So Trashy (Bad Boy Next Door Book 2)(39)
All three men block my path to Trudi, as if I’d actually hurt her. Would I? Fuck no, even if I’d like to wring someone’s neck for fucking my shit up with Lou. Because that’s exactly what this is going to do.
I hold my fists up, take a deep breath, exhaling slowly, shaking my fingers loose. “Okay. I’m okay. I’m—I don’t understand what I just saw. Why the fuck would a show, one I agreed to do in order to help my public image, make me look like an ass who can’t decide between two women?”
Trudi peeks around the group of men guarding her. “Oh, it wasn’t that bad.”
“Sure as fuck looked like it to me. That footage was finessed and massaged, and I was sound bited to fucking death, to the point that the world now thinks I’m engaged to fucking Arianne and screwing around on the side with Lou.”
My jaw ticks. I wait. They all look at each other. The longer they avoid eye contact, the more it drives through me that they all knew exactly how this was going to go down. Still, no one looks at me until I slam my fist through the cabinet door over the sink.
They all back up, crowding against the divider between the living area and the bedroom behind them.
My knuckles throb. “Well? Anyone want to explain this shit to me?”
Trudi pushes her way to the front, holding her hands out as though she’s trying to calm a rabid dog. “Buck, it’s all marketing. Besides, your contract allows the show to edit as it sees fit. This is the angle the director wants to play. It’s out of my hands.”
* * *
I pace the length of my room as I dial my manager.
“Buck! I was just going to call you. How’s it going down there in the other LA?”
“It’s going to shit, man. Did you see the show?”
He coughs. “Sure. Sure. I saw it. It was good.”
“Good? Have you lost your god damned mind?” My voice echoes off the walls.

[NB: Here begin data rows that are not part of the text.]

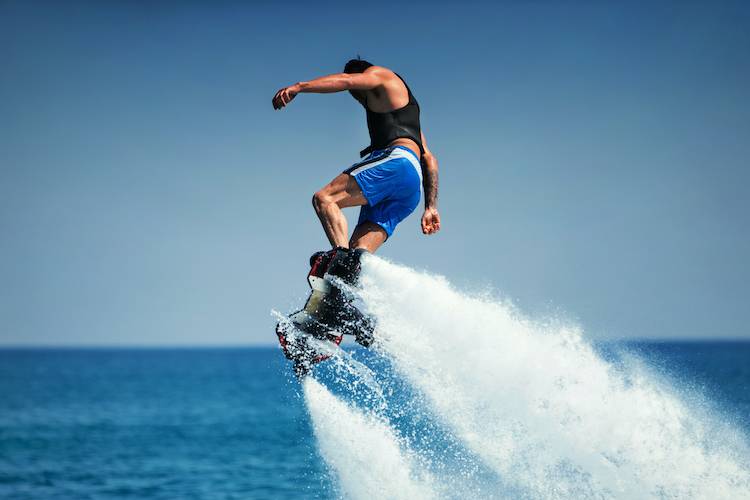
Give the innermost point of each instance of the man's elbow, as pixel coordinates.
(429, 159)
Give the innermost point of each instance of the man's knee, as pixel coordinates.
(321, 200)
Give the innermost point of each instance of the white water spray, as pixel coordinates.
(537, 404)
(368, 458)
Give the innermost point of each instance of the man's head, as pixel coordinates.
(357, 66)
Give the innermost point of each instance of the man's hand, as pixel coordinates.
(285, 96)
(430, 221)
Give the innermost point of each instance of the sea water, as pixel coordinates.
(461, 397)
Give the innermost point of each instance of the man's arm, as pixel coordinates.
(331, 83)
(431, 217)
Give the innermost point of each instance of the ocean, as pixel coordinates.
(461, 396)
(214, 423)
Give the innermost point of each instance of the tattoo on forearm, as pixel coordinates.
(430, 184)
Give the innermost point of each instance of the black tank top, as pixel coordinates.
(386, 127)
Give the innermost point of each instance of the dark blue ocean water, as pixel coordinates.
(215, 423)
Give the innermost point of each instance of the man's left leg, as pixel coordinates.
(343, 191)
(368, 235)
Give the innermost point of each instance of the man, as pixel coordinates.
(386, 182)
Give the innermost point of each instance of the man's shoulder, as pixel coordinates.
(382, 72)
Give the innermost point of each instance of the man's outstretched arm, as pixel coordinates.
(327, 84)
(431, 217)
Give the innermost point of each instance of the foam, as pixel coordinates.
(366, 456)
(534, 401)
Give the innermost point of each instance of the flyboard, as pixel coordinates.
(308, 336)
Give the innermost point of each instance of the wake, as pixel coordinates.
(538, 411)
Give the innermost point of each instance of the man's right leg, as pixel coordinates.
(343, 191)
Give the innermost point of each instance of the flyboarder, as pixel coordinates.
(386, 181)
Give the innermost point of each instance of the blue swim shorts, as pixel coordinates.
(391, 180)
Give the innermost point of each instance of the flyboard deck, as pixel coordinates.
(310, 335)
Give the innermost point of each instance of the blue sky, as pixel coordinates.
(594, 161)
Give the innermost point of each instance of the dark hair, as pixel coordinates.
(356, 66)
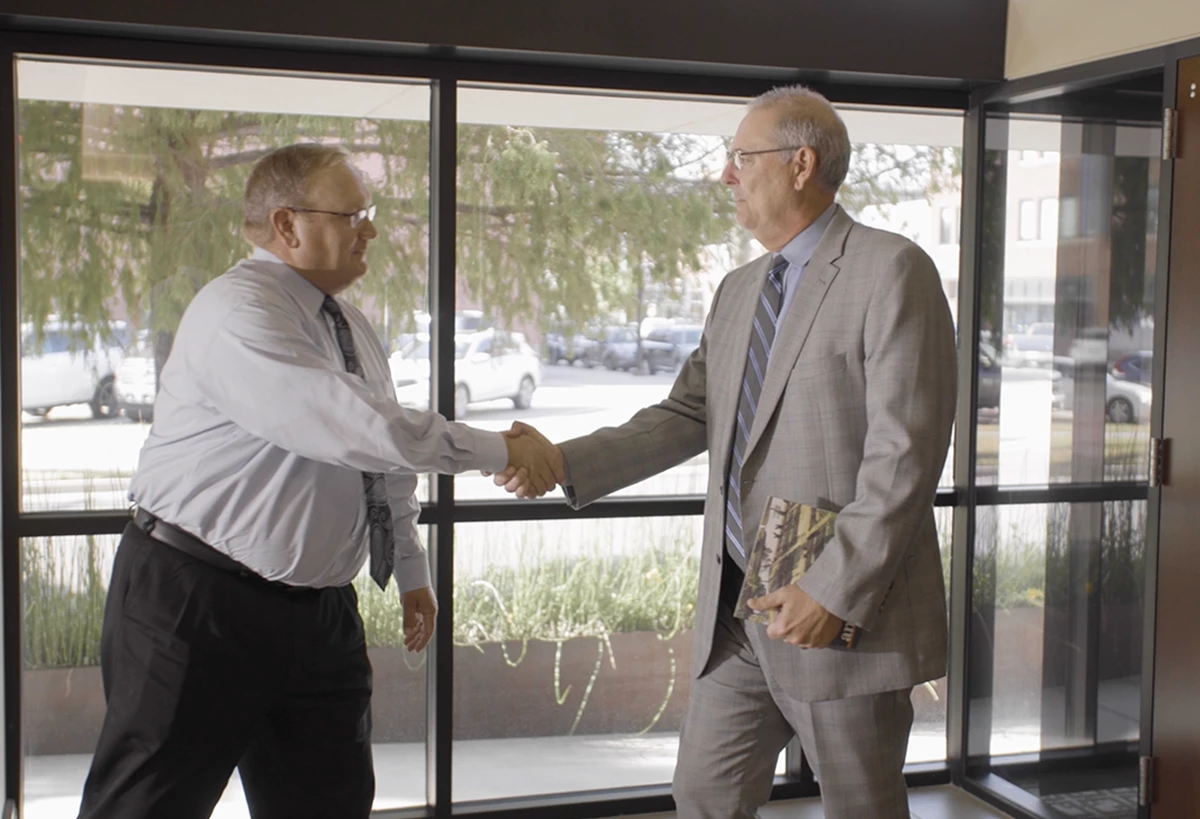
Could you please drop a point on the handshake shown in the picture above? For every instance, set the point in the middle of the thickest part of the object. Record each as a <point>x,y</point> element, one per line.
<point>535,465</point>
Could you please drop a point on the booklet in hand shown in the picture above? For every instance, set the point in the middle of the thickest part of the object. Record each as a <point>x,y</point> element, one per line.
<point>790,539</point>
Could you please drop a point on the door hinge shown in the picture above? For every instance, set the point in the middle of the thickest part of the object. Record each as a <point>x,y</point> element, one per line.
<point>1170,117</point>
<point>1158,454</point>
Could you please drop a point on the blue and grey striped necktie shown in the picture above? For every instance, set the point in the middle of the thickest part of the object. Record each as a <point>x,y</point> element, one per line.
<point>762,335</point>
<point>379,527</point>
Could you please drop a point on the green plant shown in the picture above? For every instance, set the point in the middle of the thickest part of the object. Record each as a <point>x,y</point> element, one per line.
<point>64,593</point>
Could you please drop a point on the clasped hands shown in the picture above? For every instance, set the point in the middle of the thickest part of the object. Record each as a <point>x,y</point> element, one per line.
<point>535,465</point>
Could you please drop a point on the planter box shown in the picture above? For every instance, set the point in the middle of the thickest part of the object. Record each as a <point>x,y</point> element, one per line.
<point>64,709</point>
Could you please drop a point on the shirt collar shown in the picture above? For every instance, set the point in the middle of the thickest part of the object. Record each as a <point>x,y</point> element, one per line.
<point>301,290</point>
<point>799,250</point>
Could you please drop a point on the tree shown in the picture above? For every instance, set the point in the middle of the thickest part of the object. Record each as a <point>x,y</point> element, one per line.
<point>142,207</point>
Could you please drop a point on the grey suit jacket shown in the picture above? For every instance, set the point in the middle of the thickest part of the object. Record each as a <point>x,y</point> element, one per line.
<point>856,410</point>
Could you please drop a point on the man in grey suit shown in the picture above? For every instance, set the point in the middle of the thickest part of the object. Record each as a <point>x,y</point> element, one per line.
<point>825,375</point>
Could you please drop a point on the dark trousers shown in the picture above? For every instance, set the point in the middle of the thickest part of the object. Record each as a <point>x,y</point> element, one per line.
<point>205,670</point>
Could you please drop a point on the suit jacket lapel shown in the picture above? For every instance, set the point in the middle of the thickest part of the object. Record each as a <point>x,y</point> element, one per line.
<point>792,333</point>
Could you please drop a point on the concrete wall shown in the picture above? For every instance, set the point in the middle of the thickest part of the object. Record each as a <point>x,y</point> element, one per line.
<point>1053,34</point>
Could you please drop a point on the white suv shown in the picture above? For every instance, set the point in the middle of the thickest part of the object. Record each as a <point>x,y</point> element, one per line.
<point>70,365</point>
<point>489,364</point>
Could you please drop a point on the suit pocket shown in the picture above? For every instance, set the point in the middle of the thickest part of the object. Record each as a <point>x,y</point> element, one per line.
<point>816,368</point>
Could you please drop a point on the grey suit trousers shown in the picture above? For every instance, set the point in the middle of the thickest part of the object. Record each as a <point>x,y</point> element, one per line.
<point>738,722</point>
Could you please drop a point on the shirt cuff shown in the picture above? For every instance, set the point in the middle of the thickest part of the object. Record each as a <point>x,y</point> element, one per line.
<point>412,572</point>
<point>491,450</point>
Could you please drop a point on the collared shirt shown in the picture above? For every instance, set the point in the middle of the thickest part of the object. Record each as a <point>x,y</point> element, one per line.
<point>261,436</point>
<point>799,251</point>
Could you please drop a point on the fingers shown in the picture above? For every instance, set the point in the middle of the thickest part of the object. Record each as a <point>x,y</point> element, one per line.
<point>420,611</point>
<point>535,465</point>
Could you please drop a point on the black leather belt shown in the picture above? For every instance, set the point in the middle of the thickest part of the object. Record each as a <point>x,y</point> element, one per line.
<point>193,547</point>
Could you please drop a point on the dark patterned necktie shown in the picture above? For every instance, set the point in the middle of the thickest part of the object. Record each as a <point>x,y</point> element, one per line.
<point>381,532</point>
<point>766,317</point>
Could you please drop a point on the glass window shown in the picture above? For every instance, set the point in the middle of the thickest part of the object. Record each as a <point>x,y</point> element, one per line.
<point>1029,223</point>
<point>1062,405</point>
<point>1056,627</point>
<point>131,180</point>
<point>927,741</point>
<point>1068,217</point>
<point>1049,226</point>
<point>949,226</point>
<point>582,629</point>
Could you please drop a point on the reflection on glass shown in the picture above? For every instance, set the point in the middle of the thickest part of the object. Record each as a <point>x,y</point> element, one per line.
<point>1056,627</point>
<point>1067,271</point>
<point>573,650</point>
<point>131,181</point>
<point>927,742</point>
<point>594,229</point>
<point>64,590</point>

“No, it’s good. Don’t worry.”
I rub the deepening crease between my eyebrows. “Exactly what is good about it?”
“Well, I just got a call from Razor Wire Productions today. Seems they want to give you the lead role. This is it, man—the big time.”
Thoughts scatter across my brain like a box of ten penny nails dropped on the shop floor, each with its sharp end pinging into me before it lands and rolls across the landscape of my predicament. Lead role. McDowell—Arianne’s father, Norman McDowell. The show and the implications of the way it was presented.

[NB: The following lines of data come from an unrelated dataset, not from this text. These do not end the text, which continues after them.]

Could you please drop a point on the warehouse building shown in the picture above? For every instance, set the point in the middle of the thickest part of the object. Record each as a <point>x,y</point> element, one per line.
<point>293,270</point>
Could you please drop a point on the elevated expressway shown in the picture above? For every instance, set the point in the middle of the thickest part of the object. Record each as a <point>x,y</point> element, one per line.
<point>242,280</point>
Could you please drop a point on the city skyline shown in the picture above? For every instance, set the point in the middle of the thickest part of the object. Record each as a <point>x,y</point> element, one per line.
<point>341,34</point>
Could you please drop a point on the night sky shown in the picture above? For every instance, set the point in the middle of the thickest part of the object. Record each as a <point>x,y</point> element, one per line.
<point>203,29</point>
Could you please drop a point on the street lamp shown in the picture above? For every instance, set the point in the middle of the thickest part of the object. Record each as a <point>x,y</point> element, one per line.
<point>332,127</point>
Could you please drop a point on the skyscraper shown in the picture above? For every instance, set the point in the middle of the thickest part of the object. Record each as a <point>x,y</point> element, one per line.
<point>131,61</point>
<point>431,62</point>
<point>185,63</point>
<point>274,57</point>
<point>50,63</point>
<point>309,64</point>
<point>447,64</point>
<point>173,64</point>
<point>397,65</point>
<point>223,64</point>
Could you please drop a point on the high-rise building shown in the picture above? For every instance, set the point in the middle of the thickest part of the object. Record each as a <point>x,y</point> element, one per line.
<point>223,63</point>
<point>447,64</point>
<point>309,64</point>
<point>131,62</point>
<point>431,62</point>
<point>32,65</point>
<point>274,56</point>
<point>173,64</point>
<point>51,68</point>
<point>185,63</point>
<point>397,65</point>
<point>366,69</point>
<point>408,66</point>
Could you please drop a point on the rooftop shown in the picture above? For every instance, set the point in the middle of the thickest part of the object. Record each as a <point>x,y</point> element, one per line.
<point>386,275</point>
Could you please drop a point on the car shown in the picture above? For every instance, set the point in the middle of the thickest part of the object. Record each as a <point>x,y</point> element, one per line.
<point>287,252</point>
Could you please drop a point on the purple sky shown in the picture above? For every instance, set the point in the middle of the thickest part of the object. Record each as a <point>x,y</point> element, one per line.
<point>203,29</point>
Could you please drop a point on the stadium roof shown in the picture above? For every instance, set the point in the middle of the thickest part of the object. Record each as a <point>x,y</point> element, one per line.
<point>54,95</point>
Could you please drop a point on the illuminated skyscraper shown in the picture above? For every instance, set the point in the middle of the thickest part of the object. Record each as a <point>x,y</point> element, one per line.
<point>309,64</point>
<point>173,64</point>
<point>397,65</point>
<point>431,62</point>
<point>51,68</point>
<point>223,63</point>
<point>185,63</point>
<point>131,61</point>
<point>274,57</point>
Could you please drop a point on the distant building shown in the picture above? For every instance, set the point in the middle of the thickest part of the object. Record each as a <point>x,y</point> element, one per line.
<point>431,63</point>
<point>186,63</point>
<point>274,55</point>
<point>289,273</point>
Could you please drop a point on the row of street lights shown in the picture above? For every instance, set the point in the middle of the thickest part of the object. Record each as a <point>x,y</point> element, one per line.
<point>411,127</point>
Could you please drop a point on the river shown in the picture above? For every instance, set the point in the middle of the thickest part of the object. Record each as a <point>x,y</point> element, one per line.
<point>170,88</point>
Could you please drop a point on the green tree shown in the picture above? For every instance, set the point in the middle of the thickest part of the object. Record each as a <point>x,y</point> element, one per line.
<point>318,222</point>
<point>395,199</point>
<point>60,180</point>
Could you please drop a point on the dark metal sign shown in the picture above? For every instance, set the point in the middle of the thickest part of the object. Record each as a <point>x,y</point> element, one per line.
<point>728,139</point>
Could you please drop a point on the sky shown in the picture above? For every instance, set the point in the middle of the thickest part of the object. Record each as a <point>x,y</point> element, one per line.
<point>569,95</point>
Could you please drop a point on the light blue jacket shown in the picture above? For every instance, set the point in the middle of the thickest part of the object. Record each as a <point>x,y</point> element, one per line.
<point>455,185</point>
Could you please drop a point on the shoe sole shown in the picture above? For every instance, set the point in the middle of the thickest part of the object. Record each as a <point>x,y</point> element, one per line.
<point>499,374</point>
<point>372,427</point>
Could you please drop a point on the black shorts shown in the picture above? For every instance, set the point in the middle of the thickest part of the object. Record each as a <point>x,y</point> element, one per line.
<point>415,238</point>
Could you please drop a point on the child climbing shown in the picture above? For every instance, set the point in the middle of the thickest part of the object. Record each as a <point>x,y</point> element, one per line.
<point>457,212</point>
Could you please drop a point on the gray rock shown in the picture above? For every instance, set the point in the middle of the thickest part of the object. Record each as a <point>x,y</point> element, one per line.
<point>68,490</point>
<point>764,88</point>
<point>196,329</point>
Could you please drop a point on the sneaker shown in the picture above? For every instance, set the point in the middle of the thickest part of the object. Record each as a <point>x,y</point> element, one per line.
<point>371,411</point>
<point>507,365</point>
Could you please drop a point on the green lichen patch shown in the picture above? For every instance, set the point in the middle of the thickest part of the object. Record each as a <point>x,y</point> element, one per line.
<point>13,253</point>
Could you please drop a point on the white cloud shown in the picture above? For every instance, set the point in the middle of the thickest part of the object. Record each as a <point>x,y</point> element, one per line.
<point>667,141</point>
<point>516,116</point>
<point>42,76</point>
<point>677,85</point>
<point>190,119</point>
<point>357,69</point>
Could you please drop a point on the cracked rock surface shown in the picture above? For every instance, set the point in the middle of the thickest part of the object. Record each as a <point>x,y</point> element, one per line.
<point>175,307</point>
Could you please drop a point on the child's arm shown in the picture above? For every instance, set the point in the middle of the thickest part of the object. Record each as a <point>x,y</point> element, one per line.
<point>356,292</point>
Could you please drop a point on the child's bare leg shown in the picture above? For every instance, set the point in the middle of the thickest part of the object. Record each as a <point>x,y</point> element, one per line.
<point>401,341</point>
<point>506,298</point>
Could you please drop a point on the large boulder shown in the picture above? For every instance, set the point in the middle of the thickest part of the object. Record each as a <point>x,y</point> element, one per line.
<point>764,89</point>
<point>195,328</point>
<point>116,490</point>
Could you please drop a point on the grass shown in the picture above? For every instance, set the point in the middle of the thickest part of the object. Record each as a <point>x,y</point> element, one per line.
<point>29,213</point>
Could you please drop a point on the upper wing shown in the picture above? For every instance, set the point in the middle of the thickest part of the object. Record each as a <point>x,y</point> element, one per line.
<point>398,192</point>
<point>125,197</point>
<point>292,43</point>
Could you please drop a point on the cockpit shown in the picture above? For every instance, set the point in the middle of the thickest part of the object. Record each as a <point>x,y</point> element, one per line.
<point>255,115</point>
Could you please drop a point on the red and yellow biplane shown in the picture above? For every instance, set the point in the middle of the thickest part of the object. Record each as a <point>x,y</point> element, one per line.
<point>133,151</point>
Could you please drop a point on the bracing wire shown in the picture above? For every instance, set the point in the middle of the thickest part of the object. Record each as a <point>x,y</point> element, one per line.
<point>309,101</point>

Fuck. Now I’m truly screwed.
“I don’t want Arianne. I never wanted Arianne for more than a fuck or two. She latched onto me.”

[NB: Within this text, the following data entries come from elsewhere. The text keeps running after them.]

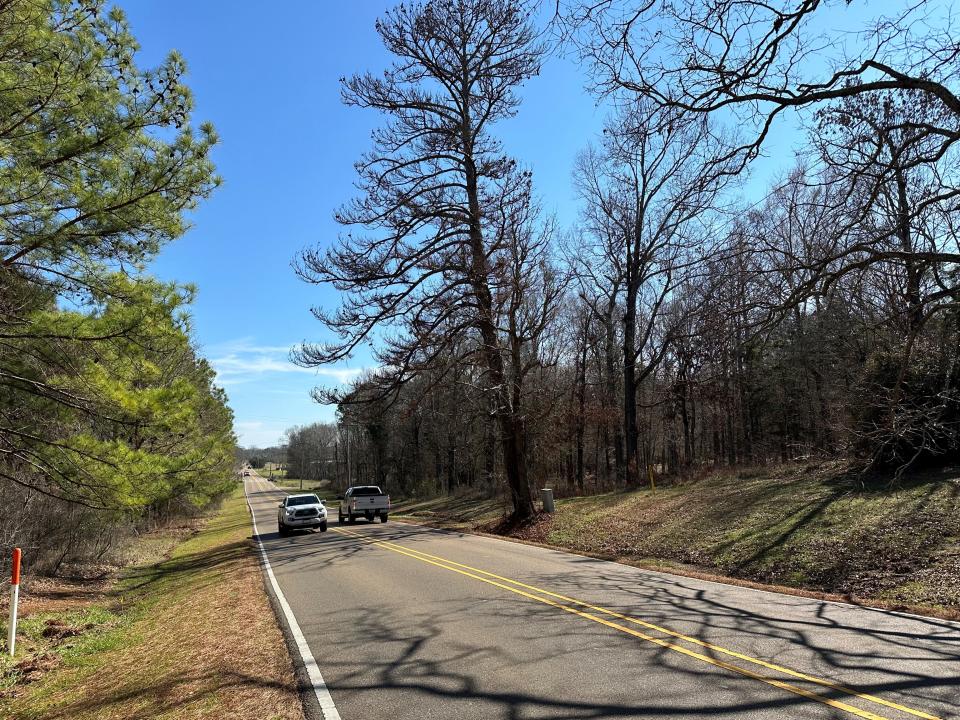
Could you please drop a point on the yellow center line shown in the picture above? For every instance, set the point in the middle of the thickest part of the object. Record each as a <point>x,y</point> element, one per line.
<point>514,587</point>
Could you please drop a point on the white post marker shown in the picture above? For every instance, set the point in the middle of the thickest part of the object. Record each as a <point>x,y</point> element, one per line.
<point>14,599</point>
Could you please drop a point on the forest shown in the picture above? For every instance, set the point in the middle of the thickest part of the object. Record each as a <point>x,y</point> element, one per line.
<point>110,419</point>
<point>682,323</point>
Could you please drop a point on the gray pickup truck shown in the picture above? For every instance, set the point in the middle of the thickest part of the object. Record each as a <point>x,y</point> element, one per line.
<point>364,500</point>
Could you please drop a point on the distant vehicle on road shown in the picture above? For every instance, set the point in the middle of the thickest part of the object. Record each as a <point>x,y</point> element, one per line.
<point>302,511</point>
<point>366,500</point>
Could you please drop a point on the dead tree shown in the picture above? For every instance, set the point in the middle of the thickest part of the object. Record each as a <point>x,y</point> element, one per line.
<point>416,262</point>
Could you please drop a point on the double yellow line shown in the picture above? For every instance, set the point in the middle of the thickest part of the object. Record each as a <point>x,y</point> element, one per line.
<point>599,615</point>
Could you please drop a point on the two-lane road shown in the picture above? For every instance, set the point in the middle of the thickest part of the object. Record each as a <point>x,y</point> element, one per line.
<point>407,622</point>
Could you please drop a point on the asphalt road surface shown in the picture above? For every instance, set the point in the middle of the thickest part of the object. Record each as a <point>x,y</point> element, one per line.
<point>408,622</point>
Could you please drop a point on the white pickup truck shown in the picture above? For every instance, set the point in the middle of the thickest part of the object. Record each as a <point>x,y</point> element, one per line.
<point>366,500</point>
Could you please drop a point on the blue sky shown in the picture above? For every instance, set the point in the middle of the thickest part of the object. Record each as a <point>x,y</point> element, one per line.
<point>267,77</point>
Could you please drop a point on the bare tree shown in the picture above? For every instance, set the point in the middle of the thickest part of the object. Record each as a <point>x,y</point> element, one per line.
<point>647,190</point>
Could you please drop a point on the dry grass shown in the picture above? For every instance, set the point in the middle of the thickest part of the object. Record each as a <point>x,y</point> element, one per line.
<point>193,636</point>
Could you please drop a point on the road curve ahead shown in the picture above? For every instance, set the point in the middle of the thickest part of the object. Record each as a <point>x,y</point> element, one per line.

Bob’s sigh comes through the line loud and clear, every bit of his frustration with me evident with that one breath. “Look, Buck. It’s simple. Play along until the contracts for the film are signed, okay? Let things ride the way they are. They’re making Lou look like the interloper.”
“Exactly, but that’s not what she is. She’s important, Bob.”
“Okay, so explain it to her. She’ll understand. She’ll want your career to do well, right?”
Fuck if I know.
I pat Tuffy on his silky head. “Shush. I’ll be back later, Buddy.”
I let myself out the backdoor, into the dark. At the edge of Delores’s lawn, I text Lou.
I creep up the rear stairs. Lou stands, arms crossed, foot tapping, just outside the glass door leading into the kitchen.
“Why aren’t you entertaining your fiancé?”
I run my hands through my hair. “Aw, Lou. Don’t be like that. You know she isn’t my anything. I broke it off with her weeks before I even came home. That woman’s just a mental patient waiting to happen—one breakdown away from being picked up by the men in little white jackets.”
“Crazy, is she?”
“She’s something. But she’s not my girlfriend, much less my fiancé.”
“You sure about that? Because it seems like that show of yours is trying to make this whole thing look like something else.”
Through clenched teeth, I say, “Fuck what the show’s doing. Trust me on this. She’s nothing to me—less than nothing. They’re just vying for ratings, and the way my contract is written, there’s squat that I can do about it.”
Her sigh seems to echo through the trees. “So you weren’t staring longingly at Arianne while you held my hand under the table?”
“Fuck no. Lou, when I’m with you, I’m with you. You’re all I can see.” Everything about this grates me the wrong way. “Did it seem like I missed her to you?”
She looks to the deck and runs her bare toes along the edge of the board at her feet. “I guess not.”